Hinweis: Die AC-6.21 (AC-6 in kurzen) Stromazelllinie 18 (von I. Weissman, der Stanford University zur Verfügung gestellt) sollten in RPMI aufrechterhalten werden, ergänzt mit 15% hitzeinaktiviertem fötalem Rinderserum (FBS). Als Feeder-Zellen dienen, sind AC-6-Zellen γ-bestrahlt mit 3000 rad (30Gy) einen Tag vor der Co-Kultur, um ihre Verbreitung zu verhindern. Hinweis thbei AC-6 Zellen neigen dazu, ihre Differenzierung unterstützende Fähigkeit zu verlieren, wenn bei der Wartung überfüllten verlassen, oder wenn ihre Durchgang Nummer ist über 20.
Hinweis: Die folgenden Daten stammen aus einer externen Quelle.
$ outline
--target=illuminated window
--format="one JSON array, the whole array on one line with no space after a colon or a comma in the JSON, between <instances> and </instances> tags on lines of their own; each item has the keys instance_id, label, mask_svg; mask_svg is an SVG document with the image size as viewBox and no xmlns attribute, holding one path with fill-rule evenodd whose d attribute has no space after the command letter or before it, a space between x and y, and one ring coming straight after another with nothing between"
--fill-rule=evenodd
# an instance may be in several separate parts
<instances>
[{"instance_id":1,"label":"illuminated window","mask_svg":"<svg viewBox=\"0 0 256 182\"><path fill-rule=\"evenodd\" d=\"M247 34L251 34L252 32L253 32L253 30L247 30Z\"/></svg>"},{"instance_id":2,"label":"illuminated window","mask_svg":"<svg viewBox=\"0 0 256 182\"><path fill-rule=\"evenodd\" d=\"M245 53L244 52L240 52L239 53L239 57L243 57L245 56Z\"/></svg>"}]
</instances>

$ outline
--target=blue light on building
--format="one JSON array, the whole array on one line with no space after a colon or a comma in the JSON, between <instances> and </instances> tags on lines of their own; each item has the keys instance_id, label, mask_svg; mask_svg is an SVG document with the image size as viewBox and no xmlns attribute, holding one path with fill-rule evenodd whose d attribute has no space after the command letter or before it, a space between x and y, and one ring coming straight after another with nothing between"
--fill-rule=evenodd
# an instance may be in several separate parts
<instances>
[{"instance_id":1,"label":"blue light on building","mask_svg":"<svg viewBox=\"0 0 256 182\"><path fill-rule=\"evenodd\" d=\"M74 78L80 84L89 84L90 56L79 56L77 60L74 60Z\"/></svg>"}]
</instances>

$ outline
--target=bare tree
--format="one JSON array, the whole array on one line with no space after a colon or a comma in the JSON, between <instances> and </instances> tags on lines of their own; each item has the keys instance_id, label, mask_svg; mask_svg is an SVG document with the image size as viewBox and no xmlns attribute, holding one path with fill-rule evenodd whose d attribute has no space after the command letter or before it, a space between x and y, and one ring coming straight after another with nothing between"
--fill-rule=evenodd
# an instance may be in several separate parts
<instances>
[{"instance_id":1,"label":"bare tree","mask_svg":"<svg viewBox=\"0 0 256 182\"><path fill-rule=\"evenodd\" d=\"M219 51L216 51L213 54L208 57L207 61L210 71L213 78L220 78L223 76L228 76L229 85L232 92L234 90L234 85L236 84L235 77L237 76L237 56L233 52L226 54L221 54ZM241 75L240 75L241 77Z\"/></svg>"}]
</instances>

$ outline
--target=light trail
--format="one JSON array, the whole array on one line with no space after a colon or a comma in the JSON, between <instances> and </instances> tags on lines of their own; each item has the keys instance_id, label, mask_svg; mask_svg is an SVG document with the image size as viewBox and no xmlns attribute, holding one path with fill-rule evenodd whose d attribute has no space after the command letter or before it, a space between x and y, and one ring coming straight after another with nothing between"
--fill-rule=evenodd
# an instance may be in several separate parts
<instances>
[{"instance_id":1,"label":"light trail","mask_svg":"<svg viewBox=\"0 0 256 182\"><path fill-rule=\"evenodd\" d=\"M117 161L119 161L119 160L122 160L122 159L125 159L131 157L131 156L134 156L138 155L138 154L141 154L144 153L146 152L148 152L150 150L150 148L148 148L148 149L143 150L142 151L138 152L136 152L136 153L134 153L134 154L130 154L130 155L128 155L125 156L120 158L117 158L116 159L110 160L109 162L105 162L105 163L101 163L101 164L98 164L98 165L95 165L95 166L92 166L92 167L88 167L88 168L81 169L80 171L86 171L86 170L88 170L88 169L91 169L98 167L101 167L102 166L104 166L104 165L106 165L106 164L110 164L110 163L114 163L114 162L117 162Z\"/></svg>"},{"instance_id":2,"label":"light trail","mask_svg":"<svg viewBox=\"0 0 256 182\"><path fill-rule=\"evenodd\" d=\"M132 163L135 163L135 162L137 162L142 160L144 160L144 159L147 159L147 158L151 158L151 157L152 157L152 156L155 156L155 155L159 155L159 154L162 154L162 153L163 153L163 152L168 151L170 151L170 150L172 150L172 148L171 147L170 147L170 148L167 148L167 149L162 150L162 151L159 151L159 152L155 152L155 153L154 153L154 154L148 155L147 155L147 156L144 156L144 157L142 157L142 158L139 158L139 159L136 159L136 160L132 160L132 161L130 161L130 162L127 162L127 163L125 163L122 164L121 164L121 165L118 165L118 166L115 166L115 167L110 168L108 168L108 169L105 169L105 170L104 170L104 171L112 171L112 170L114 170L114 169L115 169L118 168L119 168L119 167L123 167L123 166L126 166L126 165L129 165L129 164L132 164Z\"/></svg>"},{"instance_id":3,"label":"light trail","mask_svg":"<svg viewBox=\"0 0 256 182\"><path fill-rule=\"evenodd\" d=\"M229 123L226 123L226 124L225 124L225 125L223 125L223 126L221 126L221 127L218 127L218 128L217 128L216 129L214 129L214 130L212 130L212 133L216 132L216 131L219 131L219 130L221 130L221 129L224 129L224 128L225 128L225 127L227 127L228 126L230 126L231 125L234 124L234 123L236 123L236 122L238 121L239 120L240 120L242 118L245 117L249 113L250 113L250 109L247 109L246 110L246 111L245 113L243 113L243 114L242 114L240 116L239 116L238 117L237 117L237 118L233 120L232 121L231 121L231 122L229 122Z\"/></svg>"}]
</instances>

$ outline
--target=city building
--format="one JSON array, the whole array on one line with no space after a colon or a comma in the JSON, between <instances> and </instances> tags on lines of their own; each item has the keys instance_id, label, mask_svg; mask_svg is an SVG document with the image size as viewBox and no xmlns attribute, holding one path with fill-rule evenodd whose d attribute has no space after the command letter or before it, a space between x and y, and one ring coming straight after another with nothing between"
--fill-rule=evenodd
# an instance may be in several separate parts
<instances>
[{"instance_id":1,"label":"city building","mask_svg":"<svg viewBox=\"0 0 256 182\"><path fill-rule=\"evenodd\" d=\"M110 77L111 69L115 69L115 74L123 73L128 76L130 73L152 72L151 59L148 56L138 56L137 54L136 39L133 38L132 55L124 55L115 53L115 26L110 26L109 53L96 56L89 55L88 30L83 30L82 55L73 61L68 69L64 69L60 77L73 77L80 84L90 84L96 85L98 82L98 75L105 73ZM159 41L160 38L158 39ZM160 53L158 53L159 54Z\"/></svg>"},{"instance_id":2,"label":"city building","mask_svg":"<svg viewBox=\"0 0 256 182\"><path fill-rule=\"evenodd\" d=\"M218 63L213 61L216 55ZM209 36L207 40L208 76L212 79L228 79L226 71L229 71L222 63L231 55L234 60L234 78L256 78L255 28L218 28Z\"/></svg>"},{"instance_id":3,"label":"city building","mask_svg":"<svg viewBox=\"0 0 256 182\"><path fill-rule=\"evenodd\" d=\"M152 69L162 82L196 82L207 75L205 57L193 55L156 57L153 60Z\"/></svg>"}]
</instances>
  1. Wasch AC-6 Zellen einmal mit 1 ml Dulbeccos phosphatgepufferter Salzlösung (DPBS) gewaschen und durch Absaugen zu entfernen DPBS. Behandlung von AC-6-Zellen mit 0,8 ml Trypsinlösung (0,05% Trypsin und 0,5 mM EDTA in DPBS) für 3-5 Minuten bei 37 ° C, 5% CO 2 und stoppt dann die Reaktion durch mit 10 Volumina Kulturmedium zu verdünnen machen Einzelzellsuspension.
  2. Samen AC-6-Zellen bei 5.9x10 4 Zellen / Well in 12-Well-Platten und Inkubieren bei 37 ° C, 5% CO & sub2; O / N.
    Anmerkung: Die Dichte des AC-6-Zellen ist sehr wichtig, da eine geringere Dichte wird cDC- Erzeugung begünstigen. Aussaat mit einer Dichte von 5.9x10 4 Zellen / Vertiefung ermöglicht AC-6 bis zur Konfluenz am nächsten Tag, die optimal für die Ableitung pDCs von CLPs ist zu erreichen.
  3. Bestrahlen AC-6-Zellen mit 3000 rad (30 Gy) unter Verwendung von γ-Bestrahlungsvorrichtung.
    Notiz: Das zur AC-6 bestrahlen Dosis ist optimiert, um die Zellen aus proliferierenden zu verhindern und dennoch tragfähig zu halten sie lange genug, um die für die Differenzierung der DCs von CLPs erforderlich Zytokine und Zell-Zell-Kontakt.
  4. Saugen Sie Medium und ersetzen mit 1 ml komplettem RPMI (RPMI mit 10% hitzeinaktiviertem FBS, 50 ug / ml Gentamycin und 50 uM β-Mercaptoethanol).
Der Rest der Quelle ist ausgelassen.